– Un bebé es algo más personal que un par de calcetines -dijo haciendo un esfuerzo. Pero tenía que estar segura-. Es el regalo más grande del mundo.

– Es lo que él dice -la mujer sonrió, escondiendo en su sonrisa un sinfín de secretos, y tocó los dedos del bebé-. Y aunque él me deje algún día, yo tendré a esta criatura, que es su hijo.

– ¿Cuánto tiempo tiene? -le preguntó Abbie.

Los celos la quemaban por dentro.

– Doce semanas -la mujer acarició el pelo negro que asomaba la cabecita del bebé-. Nació después de Semana Santa.

Cuando Abbie había estado en África, en un campo de refugiados. ¿Habría estado Grey con aquella mujer, tomándole la mano, animándola en el trabajo del parto? ¡No! Su corazón se rebeló. No era posible.

Se inclinó hacia el cochecito, tapándose la expresión atormentada con el pelo que le caía por delante de la cara. Cuando vio al niño dormido de cerca, se puso lívida.

– Es hermoso -dijo Abbie con una voz que parecía venir de un lugar muy lejano.

Era tan hermoso como lo había sido su padre de pequeño.

Abbie recordó el momento en que había visto sus fotos de pequeño, cuando habían limpiado y ordenado la casa de su padre, hacía un año. Grey había sido un bebe de ojos brillantes y lleno de rizos.

Y el niño que tenía delante podría haber sido su hermano mellizo.

– ¿Cómo se llama? -preguntó ella. Se alegraba de no dar un grito de dolor y poder seguir conversando con la mujer.

– Matthew.

– ¿Matthew?

No se llamaba Grey. Al menos no le había hecho eso. Pero le alcanzaba con lo demás.

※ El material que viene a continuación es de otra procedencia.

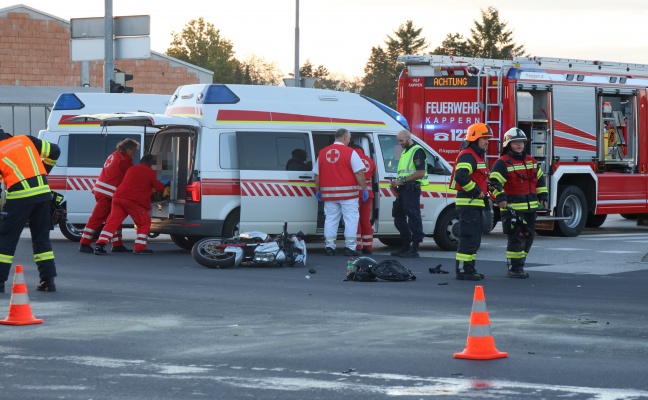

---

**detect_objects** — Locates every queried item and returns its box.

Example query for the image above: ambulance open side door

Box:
[236,131,318,234]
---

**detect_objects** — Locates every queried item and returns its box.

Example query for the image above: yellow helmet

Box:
[466,122,493,142]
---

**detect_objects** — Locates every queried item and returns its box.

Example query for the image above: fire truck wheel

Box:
[191,238,236,269]
[169,234,203,251]
[378,238,403,247]
[585,214,607,228]
[555,185,587,237]
[434,207,459,251]
[59,221,85,242]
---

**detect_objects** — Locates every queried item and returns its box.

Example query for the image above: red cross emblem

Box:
[362,159,369,172]
[104,154,113,168]
[326,149,340,163]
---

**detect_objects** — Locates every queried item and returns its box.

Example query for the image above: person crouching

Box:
[94,154,164,255]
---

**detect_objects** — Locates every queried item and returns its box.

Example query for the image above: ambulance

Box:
[38,93,170,242]
[67,84,466,250]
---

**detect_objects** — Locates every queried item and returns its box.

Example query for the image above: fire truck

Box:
[397,55,648,236]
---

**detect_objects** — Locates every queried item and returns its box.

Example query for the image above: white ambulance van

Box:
[68,84,464,250]
[38,93,170,242]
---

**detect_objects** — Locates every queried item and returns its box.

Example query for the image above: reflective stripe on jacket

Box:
[396,144,429,186]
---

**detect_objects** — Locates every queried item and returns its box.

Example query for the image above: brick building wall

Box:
[0,9,205,94]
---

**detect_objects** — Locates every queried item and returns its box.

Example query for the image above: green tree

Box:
[361,21,428,107]
[360,46,398,107]
[431,33,471,56]
[466,6,526,60]
[166,17,238,83]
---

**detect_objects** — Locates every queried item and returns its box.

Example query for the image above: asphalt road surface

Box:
[0,216,648,400]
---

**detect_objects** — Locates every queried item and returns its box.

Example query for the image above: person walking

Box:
[94,154,164,255]
[0,129,61,293]
[490,128,548,279]
[351,144,376,254]
[390,130,428,258]
[79,139,139,253]
[313,129,369,256]
[450,123,493,281]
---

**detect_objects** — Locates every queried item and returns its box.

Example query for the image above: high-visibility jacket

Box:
[357,152,376,199]
[113,163,164,210]
[450,145,488,207]
[92,151,133,197]
[317,144,358,201]
[490,153,548,211]
[396,144,429,186]
[0,136,61,200]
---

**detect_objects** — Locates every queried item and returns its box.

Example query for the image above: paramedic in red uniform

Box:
[490,128,548,279]
[0,129,61,293]
[313,129,369,256]
[351,144,376,254]
[94,154,164,255]
[79,139,139,253]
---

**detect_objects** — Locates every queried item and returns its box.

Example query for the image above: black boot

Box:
[455,261,484,281]
[399,242,419,258]
[95,244,108,256]
[391,242,410,257]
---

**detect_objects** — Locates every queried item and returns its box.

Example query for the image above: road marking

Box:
[5,354,648,400]
[524,262,648,275]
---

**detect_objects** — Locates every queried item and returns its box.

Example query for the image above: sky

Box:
[5,0,648,77]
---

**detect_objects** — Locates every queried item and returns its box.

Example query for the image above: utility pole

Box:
[104,0,115,93]
[295,0,301,87]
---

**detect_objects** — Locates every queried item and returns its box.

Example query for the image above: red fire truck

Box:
[397,55,648,236]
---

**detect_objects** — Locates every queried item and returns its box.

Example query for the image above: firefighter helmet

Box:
[504,128,527,147]
[466,122,493,142]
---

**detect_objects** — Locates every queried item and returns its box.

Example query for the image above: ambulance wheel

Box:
[169,234,203,251]
[221,209,241,238]
[585,214,607,228]
[434,207,459,251]
[59,221,85,242]
[191,238,236,269]
[378,238,403,247]
[555,185,587,237]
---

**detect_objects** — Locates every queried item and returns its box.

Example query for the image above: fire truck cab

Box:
[69,84,466,250]
[38,93,169,242]
[397,55,648,236]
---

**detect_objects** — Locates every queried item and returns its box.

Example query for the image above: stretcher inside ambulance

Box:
[64,85,456,250]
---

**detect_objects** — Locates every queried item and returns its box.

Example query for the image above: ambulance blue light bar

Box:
[54,93,85,110]
[360,95,409,131]
[197,85,241,104]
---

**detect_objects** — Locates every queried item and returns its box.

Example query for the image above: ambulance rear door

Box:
[69,112,200,218]
[236,130,317,234]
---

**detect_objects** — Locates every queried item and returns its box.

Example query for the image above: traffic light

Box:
[110,69,133,93]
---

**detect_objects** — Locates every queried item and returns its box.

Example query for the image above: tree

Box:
[385,21,429,60]
[360,46,398,107]
[166,17,238,83]
[234,54,284,86]
[361,21,428,107]
[431,33,471,56]
[466,6,526,60]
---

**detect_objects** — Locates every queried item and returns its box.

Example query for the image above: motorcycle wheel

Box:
[191,238,236,269]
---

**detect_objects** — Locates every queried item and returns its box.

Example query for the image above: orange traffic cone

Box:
[454,286,508,360]
[0,265,43,325]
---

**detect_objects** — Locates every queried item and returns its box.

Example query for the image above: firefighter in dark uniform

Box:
[391,130,428,258]
[450,123,493,281]
[0,129,61,292]
[490,128,548,279]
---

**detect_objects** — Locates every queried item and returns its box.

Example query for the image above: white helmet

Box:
[504,128,526,147]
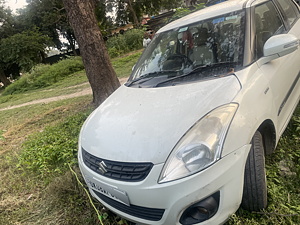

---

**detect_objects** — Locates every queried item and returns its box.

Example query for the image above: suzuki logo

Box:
[98,161,107,175]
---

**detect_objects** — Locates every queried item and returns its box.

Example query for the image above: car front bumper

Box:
[78,145,251,225]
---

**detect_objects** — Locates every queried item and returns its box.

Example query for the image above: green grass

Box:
[0,51,300,225]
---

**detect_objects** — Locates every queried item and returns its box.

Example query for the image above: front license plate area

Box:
[85,177,130,206]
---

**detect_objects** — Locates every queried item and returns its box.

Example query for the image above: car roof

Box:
[157,0,253,33]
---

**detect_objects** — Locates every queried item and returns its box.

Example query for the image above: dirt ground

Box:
[0,77,128,111]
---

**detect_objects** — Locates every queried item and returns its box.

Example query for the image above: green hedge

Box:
[106,29,144,58]
[2,57,84,95]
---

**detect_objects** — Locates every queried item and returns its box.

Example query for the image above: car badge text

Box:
[99,161,107,175]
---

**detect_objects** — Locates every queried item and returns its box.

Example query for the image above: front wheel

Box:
[241,131,267,211]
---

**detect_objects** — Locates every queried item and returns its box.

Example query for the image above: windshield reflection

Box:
[129,11,245,86]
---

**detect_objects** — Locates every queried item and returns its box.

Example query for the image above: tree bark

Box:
[63,0,120,106]
[127,0,139,27]
[0,68,10,87]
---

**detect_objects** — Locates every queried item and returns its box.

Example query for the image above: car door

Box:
[254,0,300,134]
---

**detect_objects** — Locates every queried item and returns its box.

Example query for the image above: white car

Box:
[78,0,300,225]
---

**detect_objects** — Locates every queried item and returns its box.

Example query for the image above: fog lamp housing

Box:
[179,191,220,225]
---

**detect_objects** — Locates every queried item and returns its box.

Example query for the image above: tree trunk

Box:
[63,0,120,106]
[127,0,139,27]
[0,68,10,87]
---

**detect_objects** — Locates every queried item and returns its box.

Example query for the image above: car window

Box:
[130,10,245,86]
[254,1,286,59]
[277,0,298,25]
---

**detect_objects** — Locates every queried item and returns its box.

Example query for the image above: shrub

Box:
[2,57,84,95]
[106,29,144,58]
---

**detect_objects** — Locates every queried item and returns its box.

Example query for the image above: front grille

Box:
[93,190,165,221]
[82,148,153,182]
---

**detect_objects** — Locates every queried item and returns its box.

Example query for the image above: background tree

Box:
[63,0,120,105]
[0,31,50,86]
[107,0,182,26]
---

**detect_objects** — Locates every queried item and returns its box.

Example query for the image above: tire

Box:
[241,131,267,211]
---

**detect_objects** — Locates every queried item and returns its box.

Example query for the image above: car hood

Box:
[79,75,241,164]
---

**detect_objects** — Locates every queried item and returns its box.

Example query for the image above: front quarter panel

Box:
[222,63,276,157]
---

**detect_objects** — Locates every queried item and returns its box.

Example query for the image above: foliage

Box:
[2,57,84,95]
[112,51,142,77]
[106,29,144,58]
[107,0,181,25]
[19,113,88,176]
[0,31,49,70]
[16,0,71,49]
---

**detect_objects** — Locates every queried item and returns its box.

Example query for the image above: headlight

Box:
[159,103,238,183]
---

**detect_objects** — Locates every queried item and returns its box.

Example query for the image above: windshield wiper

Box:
[154,62,236,87]
[125,70,178,87]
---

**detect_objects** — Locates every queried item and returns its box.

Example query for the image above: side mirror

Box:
[259,34,299,65]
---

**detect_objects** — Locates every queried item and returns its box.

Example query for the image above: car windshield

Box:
[127,11,245,86]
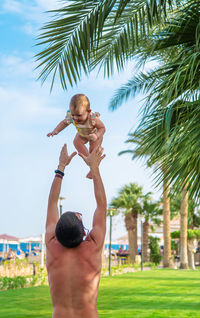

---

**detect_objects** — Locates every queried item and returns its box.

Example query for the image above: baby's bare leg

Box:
[74,133,89,156]
[89,137,103,153]
[86,137,103,179]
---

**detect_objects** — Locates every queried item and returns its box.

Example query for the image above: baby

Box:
[47,94,105,179]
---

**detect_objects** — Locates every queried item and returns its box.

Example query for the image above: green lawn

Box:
[0,269,200,318]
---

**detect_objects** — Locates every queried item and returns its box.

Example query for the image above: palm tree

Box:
[110,183,143,263]
[142,193,162,262]
[171,230,200,269]
[36,0,180,89]
[119,111,173,267]
[110,1,200,199]
[171,187,200,269]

Matthew Lockwood. Fundador de Lockwood, representante de Verjas y Praderas. El padre de Grey, su querido y amable suegro, que había muerto hacía un año. El niño llevaba su nombre.

– Es un nombre muy bonito -dijo enseguida-. Su…

¿Cómo lo llamaría? ¿Amigo? ¿Amante? Se negaba a ponerle ese nombre.

– Debe de estar muy contento.

La mujer se inclinó hacia el niño y tocó al bebé. Éste le apretó el dedo con su manita.

– Sí, está loco con el niño. Lo ve siempre que puede. Pero no es fácil para él -se encogió de hombros-. Su esposa jamás le concedería el divorcio.

Abbie se enfadó.

– ¿No le daría el divorcio? -preguntó, irritada.

Ahora sabía con seguridad que Grey la estaba engañando. Tenía una amante desde hacía por lo menos un año. Y en cierto modo también estaba engañando a aquella mujer, con sus mentiras. ¿Cómo se la habría descrito? ¿Sabía la madre de su hijo que cuando él dejaba su cama, cuando volvía a su casa, le hacía el amor a su esposa dulcemente? ¿Como si no existiera otra mujer para él?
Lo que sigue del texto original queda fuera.